Tranquility approaches Whalsay for the first time, with flags flying proudly after family and friends boarded the fly-shooter at Lerwick. (Photo: Ivan Reid)

Tranquility approaches Whalsay for the first time, with flags flying proudly after family and friends boarded the fly-shooter at Lerwick. (Photo: Ivan Reid)

While Tranquility will operate with a seven-man crew, it is worth remembering that well over 10 times that number of people, including fish processors, supply personnel, office staff, local shopkeepers and school teachers, in addition to the crew’s families, will be either directly or indirectly associated with the seine-netter, in one way or another, for years to come.

Designed and built by Vestværftet ApS of Hvide Sande, Denmark, Tranquility hit the ground running by landing over 700 boxes of prime-quality whitefish, spread across three landings into Scalloway and Lerwick over five days, during which time skippers Stuart Anderson and David ‘Rodney’ Reid, together with crewmen John Johnson, Robbie Jamieson, Chris Shearer, George Eunson and Magnus Polson, were highly impressed by the performance level of the new boat, including the ease of working the gear and the efficiency of the catch-handling system.

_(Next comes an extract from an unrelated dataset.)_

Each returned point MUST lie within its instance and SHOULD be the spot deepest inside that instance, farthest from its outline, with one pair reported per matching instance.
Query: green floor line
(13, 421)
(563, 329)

Tranquility’s skippers and crew expect to work fairly short trips, including daily at times if fishing just a couple of hours off, as can be fairly commonplace in Shetland, before landing into either Lerwick/Scalloway, or Cullivoe if working north.

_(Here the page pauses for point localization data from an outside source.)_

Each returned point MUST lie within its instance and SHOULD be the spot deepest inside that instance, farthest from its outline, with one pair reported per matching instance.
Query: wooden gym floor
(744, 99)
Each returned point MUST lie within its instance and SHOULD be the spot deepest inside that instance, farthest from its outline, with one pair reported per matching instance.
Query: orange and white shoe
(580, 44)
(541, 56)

Working through Lerwick agents LHD Ltd, and insured by British Marine, Tranquility’s catches will be sold electronically on the Shetland Seafood Auction.

Tranquility skippers David ‘Rodney’ Reid and Stuart Anderson.

Tranquility skippers David ‘Rodney’ Reid and Stuart Anderson.

While landing a successful 40-hour first trip, which yielded 290 boxes at Scalloway two weeks ago, skipper Stuart Anderson said: “We are extremely pleased with the way in which Tranquility has initially performed. It is also pleasing to see that the boys have quickly got into the swing of things in terms of a completely new way of working the gear. Thanks for this seamless transition go to skipper Andrew Bremner and the crew of the Wick seiner Boy Andrew, who gave the boys the opportunity to work with them to experience a similar style of boat. Local Shetland skippers have also provided invaluable help, so sincere thanks to all.

“While the new boat is designed to give a totally different way of fly-shooting than her predecessor, which stood us in good stead and paved the way for this one, the overall aim was to replicate the fishing capabilities of our previous boat with a new build, incorporating the latest design, fishing and propulsion technologies. This will enable us to operate with enhanced levels of efficiency and safety for years to come, when landing premium-quality fish caught on the same grounds and with similar trip patterns as previously.

“From the initial contact with Ove Kristensen and his team at Vestværftet ApS, the design and build process went extremely smoothly and was an enjoyable experience. In terms of first impressions, the result speaks for itself. Now it is up to us to prove Tranquility’s year-round fishing capabilities, which we are looking forward to.”

Built to replace a 32-year-old seine-net boat of the same name, the new Tranquility represents a major step forward for a close-knit and youthful crew who, although already well-experienced, still have most of their fishing careers ahead of them.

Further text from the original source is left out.